He recalled how they played games all day—first in their minds, then by making dice from bread—how they read to each other and talked endlessly about literature. In the end, the guards told them they were to be put back in solitary because they talked to each other too much.
“A few weeks is holdable, but as months pass it becomes very hard,” Vandecasteele told the audience. “You have zero control of your life and are completely dependent on the will of the guards for sunlight, phone calls, food, and everything.”
Being in a fully lit room with no window also meant the prisoners lost their sense of time, which was the first step toward breaking their minds and souls.
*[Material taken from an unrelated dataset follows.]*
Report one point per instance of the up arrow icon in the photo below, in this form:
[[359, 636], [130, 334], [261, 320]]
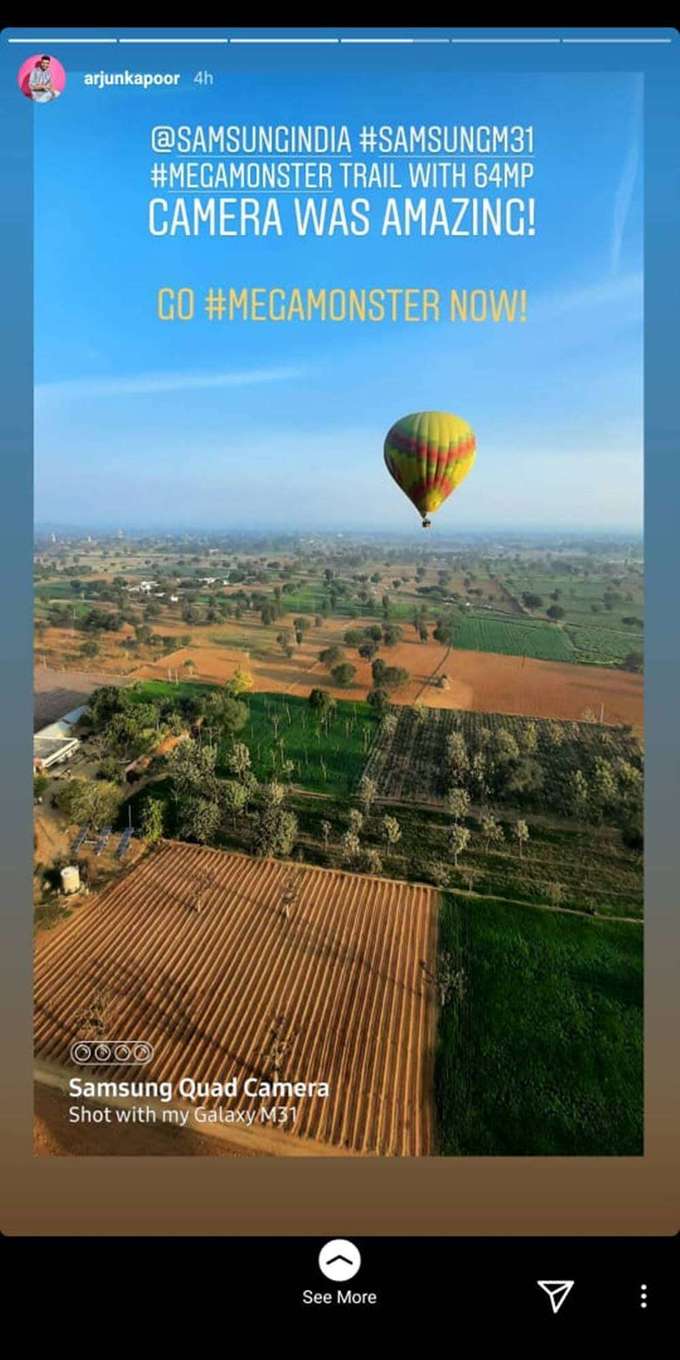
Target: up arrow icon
[[556, 1291]]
Then come other “techniques,” such as taking away the few hard-won books they had “just for fun” or constantly demanding them to confess to the charges for which they know they could be killed the next day.
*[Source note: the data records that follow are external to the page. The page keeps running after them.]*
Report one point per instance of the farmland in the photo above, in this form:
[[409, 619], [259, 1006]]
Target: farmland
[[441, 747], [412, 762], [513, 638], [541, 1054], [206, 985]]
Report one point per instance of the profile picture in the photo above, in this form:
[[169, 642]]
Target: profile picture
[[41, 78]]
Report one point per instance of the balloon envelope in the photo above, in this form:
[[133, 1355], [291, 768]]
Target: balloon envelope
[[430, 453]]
The worst is what the other guest, Bernard Phelan called “quiet torture,” a “typical Iranian technique,” which is a system of building up hope by telling prisoners they are to be released only to shatter them days or weeks later.
“Time is of the essence. The longer Johan stays there the more he will be affected by it. Not only today, but in his future,” he added.
Phelan, an Irish tourist guide spent “only” eight months in Iranian captivity, just because he happened to have his French passport with him instead of the Irish, and the Iranians were out shopping for a Frenchman that day. He got out relatively early because of the massive public mobilization by his family as well as the relentless diplomatic efforts of the Irish government—something that seems lacking in Stockholm in the case of Floderus.
“They [Swedish and EU diplomats] should suspend any dealing with Iran, and be more blunt and say there is a roadblock, called Johan,” Phelan said. “Iran is very transactional, the EU should be too, in certain cases.”
Both former prisoners agreed that the only thing that’s even more important is loud and relentless public support. Not only because it will eventually force the authorities to step up their game and bring back Floderus, but also because it “literally keeps him mentally alive.”
“The only thing they can’t take away is knowing that there are people doing things for you, this is what keeps you going,” Vandecasteele said.
But as both speakers’ cases demonstrate, the louder the public campaign, the quicker someone is freed. That’s where anyone can come in. The organizers stressed that every signature, hashtag, tweet, share, flier, or sticker counts, as well as every person who shows up to their events.
On April 17th, the anniversary of Floderus’ imprisonment, the campaign team will organize large public vigils in Stockholm and Brussels, in front of the Swedish embassy. It was similar vigils that eventually resulted in Phelan and Vandecasteele being released, and the campaign team hopes they will finally break the ice with this one in the case of Floderus too.